O assassinato de Dolarhyde por Graham é uma divergência notável do romance original Em contraste com o final silencioso de Red Dragon de Harris, a resolução simbólica de Manhunter é crucial em seu eco da circularidade narrativa cinematográfica clássica e, apesar de reafirmar o clichê do heroísmo individual, seu ato está na esteira que mantem certas ambiguidades. Quando na cena (incrível!) do personagem de Petersen pulando pela vidraça ao som do Iron Butterfly, ele está rompendo com a ciência, a investigação e tudo que mais acredita; para necessariamente se colocar na situação da vítima e parar de se identificar com o assassino. Ali, romper a barreira com a segurança pessoal, com os métodos e procedimentos próprios, significou definitivamente encontrar a resposta e superar o machismo e o ego fragilizado que tal postura implica.


A sequência é fantástica, pois é metáfora da própria produção, já que Petersen largou a faculdade para ingressar no teatro, e o filme de Mann no final já estava sem orçamento e apesar de todos as suas técnicas cinematográficas científicas, teve que fechar o filme utilizando tecnicas de ilusão de ângulo, foco, som e ketchup como sangue; elementos muito utilizados no blaxploitation, algo que não era esperado pelo clima do filme. Quase uma metáfora de que o conhecimento da realidade, dos fatos, da visão popular, servem para complementar a noção científica, e não usar a ciência para adestrar a realidade.

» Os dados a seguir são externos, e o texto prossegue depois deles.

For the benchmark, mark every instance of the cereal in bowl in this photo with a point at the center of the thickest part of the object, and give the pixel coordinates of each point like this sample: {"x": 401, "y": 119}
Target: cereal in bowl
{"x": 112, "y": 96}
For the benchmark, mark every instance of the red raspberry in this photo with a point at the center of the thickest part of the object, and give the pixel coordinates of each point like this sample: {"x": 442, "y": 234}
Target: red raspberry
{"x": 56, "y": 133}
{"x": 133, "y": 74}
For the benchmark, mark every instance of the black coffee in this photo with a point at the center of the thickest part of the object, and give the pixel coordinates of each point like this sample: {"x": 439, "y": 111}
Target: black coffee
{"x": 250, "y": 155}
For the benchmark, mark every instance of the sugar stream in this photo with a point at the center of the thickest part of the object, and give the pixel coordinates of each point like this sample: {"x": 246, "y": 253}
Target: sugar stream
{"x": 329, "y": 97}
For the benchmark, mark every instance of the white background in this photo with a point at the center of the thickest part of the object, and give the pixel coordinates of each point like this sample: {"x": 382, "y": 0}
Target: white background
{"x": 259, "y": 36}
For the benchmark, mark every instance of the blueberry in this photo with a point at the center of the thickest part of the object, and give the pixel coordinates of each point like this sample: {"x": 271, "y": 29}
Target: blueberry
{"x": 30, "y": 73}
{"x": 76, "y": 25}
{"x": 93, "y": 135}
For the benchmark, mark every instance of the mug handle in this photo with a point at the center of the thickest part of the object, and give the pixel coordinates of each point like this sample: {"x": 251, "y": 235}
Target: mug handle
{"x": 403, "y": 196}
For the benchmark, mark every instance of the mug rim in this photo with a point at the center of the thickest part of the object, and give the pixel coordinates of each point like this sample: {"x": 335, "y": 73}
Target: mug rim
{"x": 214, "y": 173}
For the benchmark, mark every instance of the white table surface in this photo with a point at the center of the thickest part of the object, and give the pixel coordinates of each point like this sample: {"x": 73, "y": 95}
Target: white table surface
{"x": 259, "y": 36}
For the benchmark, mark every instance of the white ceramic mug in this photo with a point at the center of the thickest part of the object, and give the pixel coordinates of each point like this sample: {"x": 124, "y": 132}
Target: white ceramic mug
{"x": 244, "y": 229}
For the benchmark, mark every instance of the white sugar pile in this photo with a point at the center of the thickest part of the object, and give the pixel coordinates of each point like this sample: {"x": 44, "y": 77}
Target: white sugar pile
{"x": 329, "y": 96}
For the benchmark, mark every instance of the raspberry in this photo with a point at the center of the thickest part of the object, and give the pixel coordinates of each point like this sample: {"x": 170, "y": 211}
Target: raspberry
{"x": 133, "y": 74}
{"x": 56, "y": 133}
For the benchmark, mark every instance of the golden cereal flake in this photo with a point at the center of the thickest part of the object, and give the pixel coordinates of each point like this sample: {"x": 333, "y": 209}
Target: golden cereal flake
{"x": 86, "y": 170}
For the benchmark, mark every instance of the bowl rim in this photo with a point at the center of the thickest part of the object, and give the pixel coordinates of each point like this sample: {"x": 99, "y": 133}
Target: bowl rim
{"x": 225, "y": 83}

A narrativa do filme retrata o poder do espaço doméstico e a ameaça às famílias, onde o herói repetiu essas invasões mesmo quando se esforçou para impedi-las. A violação de Graham do espaço doméstico de sua presa o conecta a Dolarhyde nesta intrusão e também às vítimas de Dolarhyde por meio de seu ferimento com cacos de vidro espelhado. A violência no espaço doméstico que se presume ter criado Dolarhyde é replicada e exagerada por suas ações na idade adulta, mas deve ser repetida por Graham também para que o ciclo termine e sua própria casa permaneça segura: Para valorizar a família, parece necessário pelo menos colocá-la em perigo ou destruir sua semelhança, aprendendo então a valorizar a si mesmo e o papel de sua família e mulher.


A fotografia do filme é simples e sensacional, com nuances de luz e sombra, além de truques de foco, que reconstroem bem o psicológico dos personagens e o mundo onde habitam. A trilha sonora é de arrasar, uma das melhores que já vi em um filme. Tanto que o LP do filme, edição limitada para o lançamento do filme, é coisa de colecionador: raro e caro. Mas dá pra ouvir no Youtube:




Para provar que nem sempre a academia é justa, não ganhou nenhum Oscar e nem foi indicado, mas Silêncio dos Inocentes ganhou 5. Por último, a cena que Petersen pula pela vidraça é sensacional e não usou dublê! Uma das melhores da história dos filmes de ação por não ser apenas estética: representa a necessidade psicológica do protagonista de romper com suas crenças e aceitar seu papel como homem para deixar de ser machista. Para quem conhece o ator só por fazer o Grissom de CSI vai se surpreender.